Studio DICE powtórzyło, że zamierza długoterminowo wspierać sieciową strzelankę Battlefield 2042. Jak zapowiedziano, rozpoczęto pre-produkcję piątego sezonu zmagań i aktualizacji.
Przepustka sezonowa tytułu obiecywała cztery sezony, więc część graczy spekulowała, że twórcy mogą wypełnić te założenia, po czym odłożyć grę na boczny tor, zwłaszcza w obliczu problematycznej premiery i co najwyższej chłodnego przyjęcia na premierę. Jak widać, przyszłość rysuje się nieco bardziej optymistycznie.
„Nasz zespół nadal skupia się na Battlefield 2042. Mamy w nim zarówno weteranów, jak i nowicjuszy, którzy pracują nad ich pierwszą grą. Łączy ich jednak uwielbienie dla tej serii” - napisano na oficjalnym blogu. Wygląda na to, że możemy liczyć na powrót do przeszłości. „W sezonie 5. skupimy się na poprzednich grach i na tym, jak mogą przeniknąć do świata 2042”.
„Nowa mapa sezonu 5. będzie zapomnianym polem bitwy z ery Battlefield 4. To zarośnięty obszar, pełen roślin i zniszczeń po wojnie w 2042 roku. Zachęci to do łączonych starć piechoty i pojazdów, przez co ważna będzie współpraca z drużyną” - opisują twórcy.
Obecnie czekamy jeszcze na czwarty sezon. Ten ma zaoferować „mniejszą, krótszą i liniową mapę, zaprojektowaną z myślą o walkach na krótkich dystansach, z jakich słynie Battlefield” - dodano.

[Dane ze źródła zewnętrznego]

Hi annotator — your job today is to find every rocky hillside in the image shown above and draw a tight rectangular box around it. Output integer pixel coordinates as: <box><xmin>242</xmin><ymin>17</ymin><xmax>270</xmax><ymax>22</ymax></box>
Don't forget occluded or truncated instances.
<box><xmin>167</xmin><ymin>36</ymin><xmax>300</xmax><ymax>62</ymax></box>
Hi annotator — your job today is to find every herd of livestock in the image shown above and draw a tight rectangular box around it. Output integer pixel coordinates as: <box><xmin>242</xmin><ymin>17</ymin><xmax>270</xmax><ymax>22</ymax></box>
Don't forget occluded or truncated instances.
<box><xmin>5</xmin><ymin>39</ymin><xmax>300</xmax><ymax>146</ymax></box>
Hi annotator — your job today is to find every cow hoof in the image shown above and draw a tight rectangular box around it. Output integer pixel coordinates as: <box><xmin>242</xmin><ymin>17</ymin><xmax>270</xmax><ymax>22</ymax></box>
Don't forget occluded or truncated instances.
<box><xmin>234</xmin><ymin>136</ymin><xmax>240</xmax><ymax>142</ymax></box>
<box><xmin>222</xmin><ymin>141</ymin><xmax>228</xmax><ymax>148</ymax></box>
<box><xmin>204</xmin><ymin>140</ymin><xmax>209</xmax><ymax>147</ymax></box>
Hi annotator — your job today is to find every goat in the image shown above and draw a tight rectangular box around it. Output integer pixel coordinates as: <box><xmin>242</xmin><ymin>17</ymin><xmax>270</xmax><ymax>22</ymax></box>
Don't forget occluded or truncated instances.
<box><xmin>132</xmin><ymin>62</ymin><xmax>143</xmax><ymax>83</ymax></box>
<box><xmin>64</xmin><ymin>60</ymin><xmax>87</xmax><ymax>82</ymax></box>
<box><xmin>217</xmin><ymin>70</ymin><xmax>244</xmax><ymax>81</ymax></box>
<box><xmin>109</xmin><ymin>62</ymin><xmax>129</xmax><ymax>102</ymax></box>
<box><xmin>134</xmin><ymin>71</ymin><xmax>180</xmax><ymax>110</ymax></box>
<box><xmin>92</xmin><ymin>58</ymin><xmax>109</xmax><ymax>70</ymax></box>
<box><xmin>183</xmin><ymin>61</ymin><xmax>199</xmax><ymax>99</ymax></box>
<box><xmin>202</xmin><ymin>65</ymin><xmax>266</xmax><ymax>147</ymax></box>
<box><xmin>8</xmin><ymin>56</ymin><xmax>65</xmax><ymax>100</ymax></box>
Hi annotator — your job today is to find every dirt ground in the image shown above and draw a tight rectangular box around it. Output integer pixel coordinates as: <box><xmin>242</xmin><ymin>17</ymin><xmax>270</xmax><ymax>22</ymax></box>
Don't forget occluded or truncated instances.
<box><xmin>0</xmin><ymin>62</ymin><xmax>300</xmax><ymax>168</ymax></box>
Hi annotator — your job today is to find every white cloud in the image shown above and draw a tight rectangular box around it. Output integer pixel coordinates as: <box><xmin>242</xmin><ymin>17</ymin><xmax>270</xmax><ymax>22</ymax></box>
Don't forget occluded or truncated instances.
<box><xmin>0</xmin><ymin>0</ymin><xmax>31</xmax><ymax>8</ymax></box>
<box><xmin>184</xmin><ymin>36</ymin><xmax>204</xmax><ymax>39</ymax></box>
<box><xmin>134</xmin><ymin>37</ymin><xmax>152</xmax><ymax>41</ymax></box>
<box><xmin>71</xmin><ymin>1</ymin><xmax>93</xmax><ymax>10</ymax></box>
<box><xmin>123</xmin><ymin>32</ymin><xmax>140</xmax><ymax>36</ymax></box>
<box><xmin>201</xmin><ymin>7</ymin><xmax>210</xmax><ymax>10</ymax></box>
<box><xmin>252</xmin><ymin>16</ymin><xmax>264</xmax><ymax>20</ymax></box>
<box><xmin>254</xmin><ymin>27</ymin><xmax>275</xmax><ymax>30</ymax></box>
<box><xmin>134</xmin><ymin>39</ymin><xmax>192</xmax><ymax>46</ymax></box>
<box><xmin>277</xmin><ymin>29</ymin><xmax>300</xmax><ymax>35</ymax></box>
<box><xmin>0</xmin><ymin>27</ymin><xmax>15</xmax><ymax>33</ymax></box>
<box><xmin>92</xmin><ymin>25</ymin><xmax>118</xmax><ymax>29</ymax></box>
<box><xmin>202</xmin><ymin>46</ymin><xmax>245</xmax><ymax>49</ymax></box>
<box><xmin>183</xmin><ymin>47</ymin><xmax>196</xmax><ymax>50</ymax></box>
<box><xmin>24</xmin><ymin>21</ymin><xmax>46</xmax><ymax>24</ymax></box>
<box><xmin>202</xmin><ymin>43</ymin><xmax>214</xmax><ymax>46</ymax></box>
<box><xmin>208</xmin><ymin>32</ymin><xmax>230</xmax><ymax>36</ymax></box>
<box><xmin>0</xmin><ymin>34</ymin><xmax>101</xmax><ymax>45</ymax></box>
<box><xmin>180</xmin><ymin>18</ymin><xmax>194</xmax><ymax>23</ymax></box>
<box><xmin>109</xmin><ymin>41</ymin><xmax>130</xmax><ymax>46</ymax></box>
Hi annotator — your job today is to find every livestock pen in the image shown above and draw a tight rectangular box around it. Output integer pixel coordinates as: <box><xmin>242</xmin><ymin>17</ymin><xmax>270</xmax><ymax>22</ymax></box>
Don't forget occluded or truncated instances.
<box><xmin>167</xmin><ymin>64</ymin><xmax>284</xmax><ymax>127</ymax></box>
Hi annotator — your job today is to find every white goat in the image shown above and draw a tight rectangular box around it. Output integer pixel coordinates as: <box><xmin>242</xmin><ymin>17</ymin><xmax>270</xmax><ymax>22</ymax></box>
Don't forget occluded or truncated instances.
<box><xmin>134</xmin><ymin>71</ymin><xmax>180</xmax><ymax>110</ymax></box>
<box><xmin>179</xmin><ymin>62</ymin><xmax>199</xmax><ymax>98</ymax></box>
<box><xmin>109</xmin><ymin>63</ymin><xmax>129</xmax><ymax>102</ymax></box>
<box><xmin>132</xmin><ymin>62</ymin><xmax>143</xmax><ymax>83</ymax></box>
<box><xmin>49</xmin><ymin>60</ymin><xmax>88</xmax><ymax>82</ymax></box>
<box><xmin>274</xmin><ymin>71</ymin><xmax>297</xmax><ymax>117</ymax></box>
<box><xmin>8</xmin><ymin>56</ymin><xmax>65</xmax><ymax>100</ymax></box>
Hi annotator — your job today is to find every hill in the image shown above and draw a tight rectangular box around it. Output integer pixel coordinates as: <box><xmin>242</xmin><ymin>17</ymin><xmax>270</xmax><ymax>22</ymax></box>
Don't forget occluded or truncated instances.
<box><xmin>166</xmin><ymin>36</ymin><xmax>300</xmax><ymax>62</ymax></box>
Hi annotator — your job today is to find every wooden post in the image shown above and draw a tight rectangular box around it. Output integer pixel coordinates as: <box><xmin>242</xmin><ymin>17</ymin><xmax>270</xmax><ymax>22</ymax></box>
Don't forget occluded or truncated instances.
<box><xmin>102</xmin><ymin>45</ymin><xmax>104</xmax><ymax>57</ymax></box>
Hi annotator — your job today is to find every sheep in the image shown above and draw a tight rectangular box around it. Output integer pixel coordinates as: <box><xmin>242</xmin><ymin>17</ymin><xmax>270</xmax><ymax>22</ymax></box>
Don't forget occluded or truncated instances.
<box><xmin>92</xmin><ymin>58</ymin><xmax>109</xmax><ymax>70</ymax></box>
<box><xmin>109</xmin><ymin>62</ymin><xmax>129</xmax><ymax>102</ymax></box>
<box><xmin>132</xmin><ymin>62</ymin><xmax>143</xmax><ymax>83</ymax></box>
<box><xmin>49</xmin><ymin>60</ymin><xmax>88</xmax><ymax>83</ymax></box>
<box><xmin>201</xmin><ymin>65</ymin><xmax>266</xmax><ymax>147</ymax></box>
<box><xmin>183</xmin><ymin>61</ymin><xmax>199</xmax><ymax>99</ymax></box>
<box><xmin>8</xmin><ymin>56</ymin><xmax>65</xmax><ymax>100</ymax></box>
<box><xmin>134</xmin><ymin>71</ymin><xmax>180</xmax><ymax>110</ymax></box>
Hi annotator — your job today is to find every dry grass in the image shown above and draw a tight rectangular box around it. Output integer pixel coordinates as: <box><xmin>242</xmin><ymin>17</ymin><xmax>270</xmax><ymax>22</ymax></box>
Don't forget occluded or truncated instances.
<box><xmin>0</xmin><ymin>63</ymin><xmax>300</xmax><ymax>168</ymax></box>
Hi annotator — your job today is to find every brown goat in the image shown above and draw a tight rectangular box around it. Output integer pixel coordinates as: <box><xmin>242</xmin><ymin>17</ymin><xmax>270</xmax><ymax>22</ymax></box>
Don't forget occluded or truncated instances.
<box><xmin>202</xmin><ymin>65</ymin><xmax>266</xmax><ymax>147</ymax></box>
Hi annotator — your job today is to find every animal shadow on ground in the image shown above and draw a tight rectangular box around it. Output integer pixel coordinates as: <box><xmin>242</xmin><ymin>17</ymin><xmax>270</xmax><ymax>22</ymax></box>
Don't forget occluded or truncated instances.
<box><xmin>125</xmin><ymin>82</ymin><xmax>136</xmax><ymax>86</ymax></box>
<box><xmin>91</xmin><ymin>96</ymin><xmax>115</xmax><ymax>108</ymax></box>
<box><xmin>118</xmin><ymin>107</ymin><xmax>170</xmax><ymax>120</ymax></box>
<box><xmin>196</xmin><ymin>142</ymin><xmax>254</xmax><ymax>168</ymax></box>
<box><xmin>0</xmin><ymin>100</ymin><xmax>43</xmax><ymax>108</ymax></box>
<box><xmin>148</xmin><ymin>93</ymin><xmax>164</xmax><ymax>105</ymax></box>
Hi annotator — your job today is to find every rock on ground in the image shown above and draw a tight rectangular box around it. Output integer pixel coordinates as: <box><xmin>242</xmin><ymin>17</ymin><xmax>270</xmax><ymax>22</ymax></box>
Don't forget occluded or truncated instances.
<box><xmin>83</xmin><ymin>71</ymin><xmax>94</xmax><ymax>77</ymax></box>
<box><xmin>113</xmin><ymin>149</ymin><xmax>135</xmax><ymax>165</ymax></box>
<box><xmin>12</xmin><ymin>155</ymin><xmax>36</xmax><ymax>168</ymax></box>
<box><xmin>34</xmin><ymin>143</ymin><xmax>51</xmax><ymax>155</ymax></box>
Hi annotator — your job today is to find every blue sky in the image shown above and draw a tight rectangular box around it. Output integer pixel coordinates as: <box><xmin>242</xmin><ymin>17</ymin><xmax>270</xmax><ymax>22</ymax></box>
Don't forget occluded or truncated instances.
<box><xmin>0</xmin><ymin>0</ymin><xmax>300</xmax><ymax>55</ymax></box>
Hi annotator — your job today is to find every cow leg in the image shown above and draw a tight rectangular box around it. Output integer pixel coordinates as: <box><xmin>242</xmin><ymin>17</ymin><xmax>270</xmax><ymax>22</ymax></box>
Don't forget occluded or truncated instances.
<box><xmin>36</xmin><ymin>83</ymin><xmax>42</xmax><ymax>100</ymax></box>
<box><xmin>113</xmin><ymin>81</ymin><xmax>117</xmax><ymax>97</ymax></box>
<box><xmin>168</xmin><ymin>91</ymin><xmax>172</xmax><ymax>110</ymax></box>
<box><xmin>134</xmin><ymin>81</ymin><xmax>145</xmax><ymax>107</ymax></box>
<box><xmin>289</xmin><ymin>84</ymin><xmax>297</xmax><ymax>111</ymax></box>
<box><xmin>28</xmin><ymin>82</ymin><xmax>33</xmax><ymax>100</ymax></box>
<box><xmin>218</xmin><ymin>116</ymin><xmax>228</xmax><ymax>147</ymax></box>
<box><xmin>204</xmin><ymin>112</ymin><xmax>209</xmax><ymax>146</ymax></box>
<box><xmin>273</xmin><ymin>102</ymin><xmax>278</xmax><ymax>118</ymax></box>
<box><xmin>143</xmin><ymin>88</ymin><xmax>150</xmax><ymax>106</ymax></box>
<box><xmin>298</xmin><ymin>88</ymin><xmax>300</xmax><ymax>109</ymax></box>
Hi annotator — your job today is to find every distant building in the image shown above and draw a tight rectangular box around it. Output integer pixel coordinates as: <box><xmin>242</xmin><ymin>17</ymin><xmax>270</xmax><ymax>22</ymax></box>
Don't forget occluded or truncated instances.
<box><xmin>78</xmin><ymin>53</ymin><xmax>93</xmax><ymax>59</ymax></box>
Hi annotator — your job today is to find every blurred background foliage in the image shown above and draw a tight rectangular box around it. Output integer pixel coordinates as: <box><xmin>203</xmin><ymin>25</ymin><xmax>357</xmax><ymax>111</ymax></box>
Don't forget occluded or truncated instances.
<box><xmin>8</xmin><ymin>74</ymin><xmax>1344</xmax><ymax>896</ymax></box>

Na początku przyszłego roku ukaże się za to aktualizacja 3.2, która będzie kolejnym dużym krokiem, gdyż wprowadzi do Battlefield 2042 klasy, o co fani proszą od dnia premiery. Obecni specjaliści zostaną przydzieleni do zdefiniowanych ról, z zestawem gadżetów i sprzętu, który będzie pasować do ich zadań na polu bitwy.